¶ Every thing hath a time, yea all that is under the heaven, hath his convenient season. There is a time to be born, and a time to die; there is a time to plant, and a time to pluck up the thing, that is planted: A time to slay, and a time to make whole: A time to break down, and a time to build up: A time to weep, and a time to laugh: A time to mourn, and a time to dance: A time to cast away stones, and a time to gather stones together: A time to embrace, and a time to refrain from embracing: A time to win, and a time to lese: A time to spare, and a time to spend: A time to cut in pieces, and a time to sew together: A time to keep silence, and a time to speak: A time to love, and a time to hate: A time of war, and a time of peace. What hath a man else (that doth anything) but weariness and labour? For as touching the travail and carefulness which God hath given unto men, I see that he hath given it them, to be exercised in it.
¶ All this hath he ordained marvelous goodly, to every thing his due time. He hath planted ignorance also in the hearts of men, that they should not find out the ground of his works, which he doth from the beginning to the end. So I perceived, that in these things there is nothing better for a man, then to be merry and to do well so long as he liveth. For all that a man eateth and drinketh, yea what soever a man enjoyeth of all his labor, the same is a gift of God. I considered also that whatsoever God doth, it continueth for ever, and that nothing can be put unto it, nor taken from it: And that God doth it to the intent, that men should fear him. The thing that hath been, is now: and the thing that is for to come, hath been afore time, for God restoreth again the thing that was past.

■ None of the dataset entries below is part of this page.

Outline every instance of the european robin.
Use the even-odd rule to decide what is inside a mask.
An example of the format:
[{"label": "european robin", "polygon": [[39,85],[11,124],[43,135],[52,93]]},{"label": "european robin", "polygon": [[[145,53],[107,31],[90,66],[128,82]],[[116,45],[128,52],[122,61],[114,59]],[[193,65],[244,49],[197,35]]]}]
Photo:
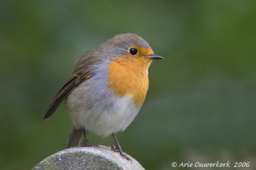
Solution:
[{"label": "european robin", "polygon": [[128,160],[115,134],[124,131],[138,115],[148,89],[148,67],[162,59],[148,43],[134,34],[116,35],[88,50],[74,62],[74,71],[53,97],[44,117],[49,118],[62,101],[73,123],[66,148],[90,143],[86,134],[112,134],[112,150]]}]

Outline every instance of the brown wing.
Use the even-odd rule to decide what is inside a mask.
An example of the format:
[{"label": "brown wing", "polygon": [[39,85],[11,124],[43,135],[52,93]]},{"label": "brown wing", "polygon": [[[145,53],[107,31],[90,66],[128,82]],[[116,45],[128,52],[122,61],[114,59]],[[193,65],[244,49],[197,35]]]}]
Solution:
[{"label": "brown wing", "polygon": [[92,67],[84,67],[76,71],[70,78],[64,83],[56,95],[53,97],[44,119],[51,117],[62,101],[83,81],[92,76]]}]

¶ Moreover, I saw under the sun ungodliness in the stead of judgment, and iniquity in stead of righteousness. Then thought I in my mind: God shall separate the righteous from the ungodly, and then shall be the time and judgement of all counsels and works. I communed with mine own heart also concerning the children of men: how God hath chosen them, and yet letteth them appear as though they were beasts: For it happeneth unto men as it doth unto beasts, and as the one dieth, so dieth the other: yea they have both one manner of breath, so that (in this) a man hath no preeminence above a beast, but all are subdued unto vanity. They go all unto one place, for as they be all of dust, so shall they all turn unto dust again. Who knoweth the spirit of man that goeth upward, and the breath of the beast that goeth down into the earth? Wherefore I perceive, that there is nothing better for a man, than to be joyful in his labour, for that is his portion. But who will bring him to see the thing that shall come after him?